For all that he’s accomplished in his career, it’s a fair argument to claim that Kazuto Ioka’s place in history is well secured.

Taking out the potential heir to the throne, however, is motivation enough to further enhance his legacy.

Ioka (25-2, 14KOs) attempts the second defense of his junior bantamweight title versus countryman and unbeaten former three-division titlist Kosei Tanaka (15-0, 9KOs). Their long-anticipated clash takes place December 31 at Ota-City General Gymnasium in Tokyo, precisely where both left off in separate bouts exactly one year prior.

Talks of a head-on collision began soon thereafter, only for the ongoing coronavirus pandemic to leave them both out of the ring for all of 2020. The upside is that Ioka will continue his time-honored tradition of headlining a New Year’s Eve show, his ninth in 10 years he’s spent on the title stage.

“With the world pandemic and with so many people worried about just today and the future, in my case in Japan, I’m appreciative to be able to get this chance,” Ioka told “I have another chance to give positive vibes to all the people watching the fight on New Year’s Eve.”

Ioka’s first such occasion came in 2011, making the second defense of the strawweight title he claimed earlier that year in just his seventh pro fight. His rise to championship status was the fastest ever in his nation’s history, trumped by Tanaka who accomplished the feat in his fifth fight in 2015.

Tanaka went on to claim belt at 108- and 112-pounds, the latter coming in his 12th pro fight.
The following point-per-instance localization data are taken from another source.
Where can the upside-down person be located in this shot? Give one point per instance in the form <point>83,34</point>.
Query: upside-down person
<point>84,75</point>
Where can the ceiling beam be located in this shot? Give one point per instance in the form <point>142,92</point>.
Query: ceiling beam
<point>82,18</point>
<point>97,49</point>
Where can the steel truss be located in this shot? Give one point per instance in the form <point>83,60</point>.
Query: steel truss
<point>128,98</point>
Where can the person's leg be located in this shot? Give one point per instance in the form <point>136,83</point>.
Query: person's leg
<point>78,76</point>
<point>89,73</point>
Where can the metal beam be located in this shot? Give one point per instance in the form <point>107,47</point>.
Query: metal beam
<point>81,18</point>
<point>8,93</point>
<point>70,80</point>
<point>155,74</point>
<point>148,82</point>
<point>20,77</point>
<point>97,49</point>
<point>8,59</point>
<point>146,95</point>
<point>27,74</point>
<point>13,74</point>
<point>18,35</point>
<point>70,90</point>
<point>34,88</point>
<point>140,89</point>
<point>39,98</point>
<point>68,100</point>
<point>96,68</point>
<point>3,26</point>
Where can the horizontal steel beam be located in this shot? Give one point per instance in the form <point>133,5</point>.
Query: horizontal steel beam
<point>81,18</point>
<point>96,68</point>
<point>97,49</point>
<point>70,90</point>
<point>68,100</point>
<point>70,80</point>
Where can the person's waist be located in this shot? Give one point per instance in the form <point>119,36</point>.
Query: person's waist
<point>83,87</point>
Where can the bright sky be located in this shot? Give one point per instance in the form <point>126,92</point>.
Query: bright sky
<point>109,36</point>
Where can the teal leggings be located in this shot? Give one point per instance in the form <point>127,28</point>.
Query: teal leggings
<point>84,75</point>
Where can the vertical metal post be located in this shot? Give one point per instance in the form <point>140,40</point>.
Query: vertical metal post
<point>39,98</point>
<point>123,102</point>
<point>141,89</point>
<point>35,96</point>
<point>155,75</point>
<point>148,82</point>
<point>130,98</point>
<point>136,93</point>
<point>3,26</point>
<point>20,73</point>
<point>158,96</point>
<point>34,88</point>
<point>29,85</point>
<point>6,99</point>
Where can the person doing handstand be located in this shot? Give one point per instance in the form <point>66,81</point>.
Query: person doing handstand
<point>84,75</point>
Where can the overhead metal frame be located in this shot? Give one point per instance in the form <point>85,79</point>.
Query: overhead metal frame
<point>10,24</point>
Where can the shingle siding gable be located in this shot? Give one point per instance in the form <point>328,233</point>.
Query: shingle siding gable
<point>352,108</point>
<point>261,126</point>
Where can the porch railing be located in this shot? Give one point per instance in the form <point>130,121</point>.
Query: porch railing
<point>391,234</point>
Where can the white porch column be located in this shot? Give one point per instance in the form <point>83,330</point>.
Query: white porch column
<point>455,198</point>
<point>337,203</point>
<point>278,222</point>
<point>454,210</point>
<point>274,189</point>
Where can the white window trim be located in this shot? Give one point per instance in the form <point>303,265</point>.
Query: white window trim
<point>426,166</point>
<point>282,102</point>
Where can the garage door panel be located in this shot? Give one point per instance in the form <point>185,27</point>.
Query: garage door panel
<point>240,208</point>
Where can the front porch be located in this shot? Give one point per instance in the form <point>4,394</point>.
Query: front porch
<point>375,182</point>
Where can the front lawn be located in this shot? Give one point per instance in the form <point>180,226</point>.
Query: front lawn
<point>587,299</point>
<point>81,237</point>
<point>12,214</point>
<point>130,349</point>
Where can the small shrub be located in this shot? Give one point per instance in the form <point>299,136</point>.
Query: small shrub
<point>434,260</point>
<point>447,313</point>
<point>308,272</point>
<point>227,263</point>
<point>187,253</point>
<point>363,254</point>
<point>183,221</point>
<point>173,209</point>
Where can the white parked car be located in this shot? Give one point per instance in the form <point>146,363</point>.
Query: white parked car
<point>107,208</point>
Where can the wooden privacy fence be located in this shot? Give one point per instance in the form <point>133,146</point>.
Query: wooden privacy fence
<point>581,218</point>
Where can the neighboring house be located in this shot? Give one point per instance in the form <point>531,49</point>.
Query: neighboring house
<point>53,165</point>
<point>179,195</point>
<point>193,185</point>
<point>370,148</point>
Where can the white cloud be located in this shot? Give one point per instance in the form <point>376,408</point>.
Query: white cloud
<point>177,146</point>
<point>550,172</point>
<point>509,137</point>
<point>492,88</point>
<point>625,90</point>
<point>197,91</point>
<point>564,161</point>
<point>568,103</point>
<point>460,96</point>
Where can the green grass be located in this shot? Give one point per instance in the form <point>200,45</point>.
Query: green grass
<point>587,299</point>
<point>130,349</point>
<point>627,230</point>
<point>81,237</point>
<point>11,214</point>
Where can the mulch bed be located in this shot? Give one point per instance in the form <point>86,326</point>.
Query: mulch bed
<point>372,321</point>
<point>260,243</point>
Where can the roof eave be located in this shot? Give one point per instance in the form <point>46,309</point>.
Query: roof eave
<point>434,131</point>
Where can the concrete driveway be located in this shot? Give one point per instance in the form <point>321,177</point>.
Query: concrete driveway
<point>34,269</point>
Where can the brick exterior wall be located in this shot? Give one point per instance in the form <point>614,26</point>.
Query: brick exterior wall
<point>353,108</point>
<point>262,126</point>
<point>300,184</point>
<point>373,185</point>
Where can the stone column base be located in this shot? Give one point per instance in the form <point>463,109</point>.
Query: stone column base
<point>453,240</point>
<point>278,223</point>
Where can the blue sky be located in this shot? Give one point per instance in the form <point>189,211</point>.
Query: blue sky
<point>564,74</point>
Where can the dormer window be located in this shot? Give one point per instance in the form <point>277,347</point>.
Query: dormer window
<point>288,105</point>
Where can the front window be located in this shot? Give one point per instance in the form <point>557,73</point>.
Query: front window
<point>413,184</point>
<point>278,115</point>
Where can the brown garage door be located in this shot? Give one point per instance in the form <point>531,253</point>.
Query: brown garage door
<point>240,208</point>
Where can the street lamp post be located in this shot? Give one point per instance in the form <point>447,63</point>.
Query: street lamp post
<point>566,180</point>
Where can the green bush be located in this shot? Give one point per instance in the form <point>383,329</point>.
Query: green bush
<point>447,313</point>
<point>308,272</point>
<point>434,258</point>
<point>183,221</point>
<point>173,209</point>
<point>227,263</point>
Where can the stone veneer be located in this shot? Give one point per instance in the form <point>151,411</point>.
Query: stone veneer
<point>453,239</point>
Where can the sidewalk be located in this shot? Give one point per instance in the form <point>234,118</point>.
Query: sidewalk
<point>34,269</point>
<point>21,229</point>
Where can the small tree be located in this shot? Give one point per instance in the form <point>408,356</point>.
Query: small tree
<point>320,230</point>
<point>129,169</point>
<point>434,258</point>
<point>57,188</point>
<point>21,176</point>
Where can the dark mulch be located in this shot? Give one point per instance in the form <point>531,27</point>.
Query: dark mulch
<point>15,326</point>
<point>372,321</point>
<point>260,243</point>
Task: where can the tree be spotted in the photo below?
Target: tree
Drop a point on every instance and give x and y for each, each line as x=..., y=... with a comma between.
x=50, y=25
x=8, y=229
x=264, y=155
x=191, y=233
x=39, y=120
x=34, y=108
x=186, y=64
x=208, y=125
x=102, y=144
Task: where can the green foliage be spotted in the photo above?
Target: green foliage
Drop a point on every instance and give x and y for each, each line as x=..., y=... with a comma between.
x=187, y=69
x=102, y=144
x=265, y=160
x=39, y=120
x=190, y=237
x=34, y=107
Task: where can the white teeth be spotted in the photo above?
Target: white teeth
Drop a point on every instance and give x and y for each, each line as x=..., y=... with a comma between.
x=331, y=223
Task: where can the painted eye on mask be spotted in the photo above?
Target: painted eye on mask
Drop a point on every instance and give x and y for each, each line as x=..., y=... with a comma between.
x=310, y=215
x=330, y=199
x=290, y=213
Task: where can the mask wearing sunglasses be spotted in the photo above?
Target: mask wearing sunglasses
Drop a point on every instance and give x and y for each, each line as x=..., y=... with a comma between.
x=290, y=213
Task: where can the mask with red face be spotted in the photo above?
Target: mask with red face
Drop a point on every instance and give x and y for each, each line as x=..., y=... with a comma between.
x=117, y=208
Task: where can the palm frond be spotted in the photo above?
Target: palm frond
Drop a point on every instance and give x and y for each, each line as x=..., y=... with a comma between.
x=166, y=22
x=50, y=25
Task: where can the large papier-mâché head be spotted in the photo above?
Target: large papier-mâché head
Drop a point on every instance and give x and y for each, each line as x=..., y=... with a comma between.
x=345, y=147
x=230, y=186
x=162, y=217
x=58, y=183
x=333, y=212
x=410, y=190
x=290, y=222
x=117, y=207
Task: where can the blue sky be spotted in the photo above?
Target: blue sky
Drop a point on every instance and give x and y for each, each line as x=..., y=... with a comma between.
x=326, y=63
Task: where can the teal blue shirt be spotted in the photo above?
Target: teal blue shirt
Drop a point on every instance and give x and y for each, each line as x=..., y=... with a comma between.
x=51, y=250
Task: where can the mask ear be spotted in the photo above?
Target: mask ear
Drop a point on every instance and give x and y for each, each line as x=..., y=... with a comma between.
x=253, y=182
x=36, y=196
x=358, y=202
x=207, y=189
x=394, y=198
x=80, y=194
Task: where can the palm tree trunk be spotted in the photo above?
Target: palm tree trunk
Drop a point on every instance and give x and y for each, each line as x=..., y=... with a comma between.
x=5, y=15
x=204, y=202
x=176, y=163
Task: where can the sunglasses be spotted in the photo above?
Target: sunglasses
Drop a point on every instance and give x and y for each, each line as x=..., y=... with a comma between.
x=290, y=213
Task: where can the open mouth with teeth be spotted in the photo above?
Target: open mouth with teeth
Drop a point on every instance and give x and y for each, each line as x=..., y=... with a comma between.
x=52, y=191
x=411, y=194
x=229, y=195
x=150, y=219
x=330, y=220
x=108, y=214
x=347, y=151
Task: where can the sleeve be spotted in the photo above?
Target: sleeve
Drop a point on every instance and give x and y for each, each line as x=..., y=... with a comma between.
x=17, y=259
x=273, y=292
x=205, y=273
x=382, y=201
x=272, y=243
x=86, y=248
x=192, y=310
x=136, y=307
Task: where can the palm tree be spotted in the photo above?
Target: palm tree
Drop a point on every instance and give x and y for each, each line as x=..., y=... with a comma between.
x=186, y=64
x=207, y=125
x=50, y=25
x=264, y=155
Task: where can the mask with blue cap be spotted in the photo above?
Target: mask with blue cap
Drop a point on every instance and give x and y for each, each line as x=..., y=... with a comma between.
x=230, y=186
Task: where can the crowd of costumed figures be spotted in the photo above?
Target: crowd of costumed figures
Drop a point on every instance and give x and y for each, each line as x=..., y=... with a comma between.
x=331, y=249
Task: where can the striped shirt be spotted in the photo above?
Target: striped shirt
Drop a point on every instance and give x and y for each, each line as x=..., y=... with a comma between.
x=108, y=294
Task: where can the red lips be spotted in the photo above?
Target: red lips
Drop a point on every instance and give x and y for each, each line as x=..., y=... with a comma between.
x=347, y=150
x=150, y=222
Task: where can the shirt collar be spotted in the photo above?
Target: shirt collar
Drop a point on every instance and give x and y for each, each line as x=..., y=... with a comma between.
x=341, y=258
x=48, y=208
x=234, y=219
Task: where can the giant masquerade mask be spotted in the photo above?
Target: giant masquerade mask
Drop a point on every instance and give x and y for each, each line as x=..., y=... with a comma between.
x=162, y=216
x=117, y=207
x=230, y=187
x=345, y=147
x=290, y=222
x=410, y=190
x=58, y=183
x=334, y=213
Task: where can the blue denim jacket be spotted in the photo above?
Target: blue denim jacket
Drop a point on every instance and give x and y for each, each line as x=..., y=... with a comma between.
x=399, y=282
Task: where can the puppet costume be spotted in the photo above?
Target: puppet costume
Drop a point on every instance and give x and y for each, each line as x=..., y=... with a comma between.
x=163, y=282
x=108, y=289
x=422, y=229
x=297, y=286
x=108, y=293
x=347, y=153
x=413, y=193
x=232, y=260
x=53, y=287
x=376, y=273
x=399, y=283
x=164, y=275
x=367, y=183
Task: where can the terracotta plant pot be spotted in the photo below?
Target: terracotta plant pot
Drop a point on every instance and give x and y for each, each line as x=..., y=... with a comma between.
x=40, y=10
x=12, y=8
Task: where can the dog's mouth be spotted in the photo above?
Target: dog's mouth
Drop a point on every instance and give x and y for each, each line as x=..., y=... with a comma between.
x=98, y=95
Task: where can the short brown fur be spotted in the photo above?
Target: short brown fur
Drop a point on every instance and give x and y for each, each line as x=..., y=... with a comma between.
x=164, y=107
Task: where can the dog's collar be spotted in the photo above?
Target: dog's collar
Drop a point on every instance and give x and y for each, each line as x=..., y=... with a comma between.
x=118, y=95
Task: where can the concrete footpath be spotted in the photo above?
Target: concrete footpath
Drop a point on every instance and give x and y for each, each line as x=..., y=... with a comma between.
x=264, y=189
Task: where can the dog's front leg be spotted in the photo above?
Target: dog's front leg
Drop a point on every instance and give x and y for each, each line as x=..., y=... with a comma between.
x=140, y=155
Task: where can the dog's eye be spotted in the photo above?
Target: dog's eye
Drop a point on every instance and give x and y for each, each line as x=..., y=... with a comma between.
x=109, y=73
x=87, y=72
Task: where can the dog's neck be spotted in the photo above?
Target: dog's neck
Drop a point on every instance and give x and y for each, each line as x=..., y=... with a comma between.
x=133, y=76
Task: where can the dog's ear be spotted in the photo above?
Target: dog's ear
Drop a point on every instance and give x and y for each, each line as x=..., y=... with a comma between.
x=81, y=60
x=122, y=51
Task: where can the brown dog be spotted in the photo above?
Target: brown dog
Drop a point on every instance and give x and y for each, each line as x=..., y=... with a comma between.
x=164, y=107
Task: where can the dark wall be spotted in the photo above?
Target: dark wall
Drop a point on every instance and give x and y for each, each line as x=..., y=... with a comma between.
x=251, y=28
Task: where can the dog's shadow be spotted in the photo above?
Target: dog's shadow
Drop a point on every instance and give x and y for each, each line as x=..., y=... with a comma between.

The feat matched that of Vasiliy Lomachenko as the fastest to three division titles by a male boxer. Ioka managed to get there in 18 fights and on his second try at flyweight, though has since added a junior bantamweight belt following a 10th round knockout of Aston Palicte last June.

The latter feat leaves the 31-year old Ioke as Japan’s only-ever four division champ, a feat Tanaka aims to match on New Year’s Eve. A win by the unbeaten 25-year old will earn him the distinction as boxing’s quickest ever to four divisional titles, doing so by his 16th fight.

Ioka isn’t quite ready to create that type of history—or determine where Tanaka even belongs in that conversation.

“He’s a young, energetic and hungry fighter looking to take my crown,” notes Ioka, who sees this as far more as a perceived threat than a friendly rivalry. “So, I really don’t have much feeling about him.”